My newest treasure is a finely-crafted Stepp antenna, which I installed to the east of the house and can see from the bed if I don’t close the curtains. There is a quiet dignity about my antennae when they are silhouetted against the heavens in the twilight, and their noble poles break up the featureless landscape in this sleepy village and lead thoughts and eyes upwards, which is by no means a bad thing. People here are rather conservative and naturally, they aren’t all pleased with the antennae. Elías across the way, on the other hand, has never complained.

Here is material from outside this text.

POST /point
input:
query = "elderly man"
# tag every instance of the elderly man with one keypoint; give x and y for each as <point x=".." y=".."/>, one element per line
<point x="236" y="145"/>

I enjoy considerable respect among my comrades in the amateur radio network and therefore it matters to me who I get involved with. My time is valuable and I only spend it with interesting—though not necessarily good—people. For example, I have a warm relationship with a writer in South America who has sat in prison for half of his life, a drunken movie director in Australia who is frequently mentioned in connection with pornographic films, and a Nigerian warlord with hazy morals and a chilling photo album that he brags about when he’s in high spirits. And actually, I sometimes spent evenings with Hussein of Jordan in the 80s, although I’ve not gone shouting that around. All of this expands my perspective and increases my insight into the lives of others, which is definitely of particular importance for me, since I sometimes amuse myself by writing stories.
The writing started late one night some years ago, when I was talking to my Cuban friend, Tumbling Dice, for the last time. He was a fairly well-known artist who’d lived an exciting life, despite almost never having two pennies to rub together. That night, he confided that he had cancer, that he was being moved to a hospital in the morning to die and would not return to the radio.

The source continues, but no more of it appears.